Anarchy in the UK

Well, insofar as they have ant colonies, at least.
We know now that ants do not perform as specialised factory workers. Instead ants switch tasks. An ant’s role changes as it grows older and as changing conditions shift the colony’s needs. An ant that feeds the larvae one week might go out to get food the next. Yet in an ant colony, no one is in charge or tells another what to do. So what determines which ant does which task, and when ants switch roles?

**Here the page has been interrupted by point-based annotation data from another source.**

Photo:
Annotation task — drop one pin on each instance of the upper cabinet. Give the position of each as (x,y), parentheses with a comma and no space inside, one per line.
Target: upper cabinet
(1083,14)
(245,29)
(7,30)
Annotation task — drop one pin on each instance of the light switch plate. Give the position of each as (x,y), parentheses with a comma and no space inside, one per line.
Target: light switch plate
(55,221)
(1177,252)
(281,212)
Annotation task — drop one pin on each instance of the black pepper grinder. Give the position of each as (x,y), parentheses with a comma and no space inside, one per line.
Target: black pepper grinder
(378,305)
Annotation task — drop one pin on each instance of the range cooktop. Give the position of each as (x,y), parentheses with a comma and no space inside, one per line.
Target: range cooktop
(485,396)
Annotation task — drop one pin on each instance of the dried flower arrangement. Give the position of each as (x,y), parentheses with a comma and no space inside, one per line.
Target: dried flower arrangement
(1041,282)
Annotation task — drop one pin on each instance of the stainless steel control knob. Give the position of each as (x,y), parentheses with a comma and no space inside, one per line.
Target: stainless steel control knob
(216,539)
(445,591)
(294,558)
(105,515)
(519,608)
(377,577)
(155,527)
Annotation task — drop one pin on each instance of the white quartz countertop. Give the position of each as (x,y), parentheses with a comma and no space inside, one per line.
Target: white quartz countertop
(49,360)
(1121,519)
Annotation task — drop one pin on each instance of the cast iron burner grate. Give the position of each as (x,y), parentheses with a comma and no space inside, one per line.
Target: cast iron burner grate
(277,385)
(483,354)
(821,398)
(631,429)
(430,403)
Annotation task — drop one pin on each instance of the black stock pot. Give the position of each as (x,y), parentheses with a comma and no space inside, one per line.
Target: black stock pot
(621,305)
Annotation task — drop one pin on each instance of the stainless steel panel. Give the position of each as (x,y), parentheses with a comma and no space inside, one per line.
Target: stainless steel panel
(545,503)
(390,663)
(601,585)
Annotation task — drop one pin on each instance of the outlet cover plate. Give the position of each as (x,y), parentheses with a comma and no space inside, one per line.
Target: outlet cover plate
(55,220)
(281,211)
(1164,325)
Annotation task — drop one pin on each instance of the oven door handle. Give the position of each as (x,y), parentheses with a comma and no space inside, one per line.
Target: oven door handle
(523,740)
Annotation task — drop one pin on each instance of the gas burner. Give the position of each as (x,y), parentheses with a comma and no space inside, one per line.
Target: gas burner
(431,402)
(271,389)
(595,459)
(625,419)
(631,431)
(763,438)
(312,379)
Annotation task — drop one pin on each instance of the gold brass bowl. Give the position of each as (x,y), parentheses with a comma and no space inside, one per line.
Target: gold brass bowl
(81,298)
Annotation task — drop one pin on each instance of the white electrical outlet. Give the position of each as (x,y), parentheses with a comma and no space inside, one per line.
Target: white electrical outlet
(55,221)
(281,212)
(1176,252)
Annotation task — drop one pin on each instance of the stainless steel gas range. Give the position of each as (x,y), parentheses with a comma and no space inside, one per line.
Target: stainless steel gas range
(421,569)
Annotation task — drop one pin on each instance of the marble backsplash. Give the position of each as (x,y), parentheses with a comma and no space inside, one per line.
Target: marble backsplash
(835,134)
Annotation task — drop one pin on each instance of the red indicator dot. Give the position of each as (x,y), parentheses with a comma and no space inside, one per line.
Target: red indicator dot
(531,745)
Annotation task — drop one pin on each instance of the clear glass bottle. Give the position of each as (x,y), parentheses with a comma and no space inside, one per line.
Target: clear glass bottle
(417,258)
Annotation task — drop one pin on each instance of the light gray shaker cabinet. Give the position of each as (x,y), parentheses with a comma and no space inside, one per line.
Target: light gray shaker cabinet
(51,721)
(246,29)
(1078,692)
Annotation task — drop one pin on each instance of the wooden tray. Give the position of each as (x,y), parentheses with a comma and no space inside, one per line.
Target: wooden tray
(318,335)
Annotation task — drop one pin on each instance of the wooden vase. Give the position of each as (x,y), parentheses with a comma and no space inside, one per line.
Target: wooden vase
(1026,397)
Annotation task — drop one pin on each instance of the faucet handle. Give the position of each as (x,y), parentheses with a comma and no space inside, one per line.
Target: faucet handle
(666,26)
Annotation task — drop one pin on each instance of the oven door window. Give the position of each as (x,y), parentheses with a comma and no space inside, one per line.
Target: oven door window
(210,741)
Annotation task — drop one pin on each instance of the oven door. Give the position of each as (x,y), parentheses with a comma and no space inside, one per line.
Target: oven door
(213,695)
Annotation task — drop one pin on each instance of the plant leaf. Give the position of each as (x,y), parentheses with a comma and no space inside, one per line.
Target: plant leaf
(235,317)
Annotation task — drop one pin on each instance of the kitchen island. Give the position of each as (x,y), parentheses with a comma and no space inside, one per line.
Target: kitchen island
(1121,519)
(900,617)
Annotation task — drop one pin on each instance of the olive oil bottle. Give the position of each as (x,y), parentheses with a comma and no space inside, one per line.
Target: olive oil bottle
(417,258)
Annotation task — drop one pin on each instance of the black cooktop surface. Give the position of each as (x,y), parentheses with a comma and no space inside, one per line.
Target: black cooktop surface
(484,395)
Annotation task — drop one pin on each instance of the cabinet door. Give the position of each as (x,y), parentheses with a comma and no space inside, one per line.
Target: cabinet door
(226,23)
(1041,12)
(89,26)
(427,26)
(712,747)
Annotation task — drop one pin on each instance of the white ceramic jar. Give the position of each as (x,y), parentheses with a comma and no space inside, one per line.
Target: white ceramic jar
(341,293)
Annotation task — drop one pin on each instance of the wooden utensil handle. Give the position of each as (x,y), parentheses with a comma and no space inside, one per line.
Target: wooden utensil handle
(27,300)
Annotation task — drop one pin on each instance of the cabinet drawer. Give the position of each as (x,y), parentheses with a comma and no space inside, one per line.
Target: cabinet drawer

The colony is not a monarchy. The queen merely lays the eggs. Like many natural systems without central control, ant societies are in fact organised not by division of labour but by a distributed process, in which an ant’s social role is a response to interactions with other ants.

3 comments:

Texan99 said...

Emergent order is so interesting.

douglas said...

It's been said that ants rule the world. A bit of evidence for that is that ants make up over a third of all insect biomass (and insects rule the animal kingdom, in that sense). So, 60 million years or so of dominance and no sign of slacking off, they must be doing something right. Recognizing the dangers of any kind of analogy to human endeavor, it might be a pretty good argument for non-centralization of government (or at least limited hierarchies). Certainly it's time tested!

Ymar Sakar said...

Some may even think God tested. Humans run prototypes all the time, and experiment on lesser beings.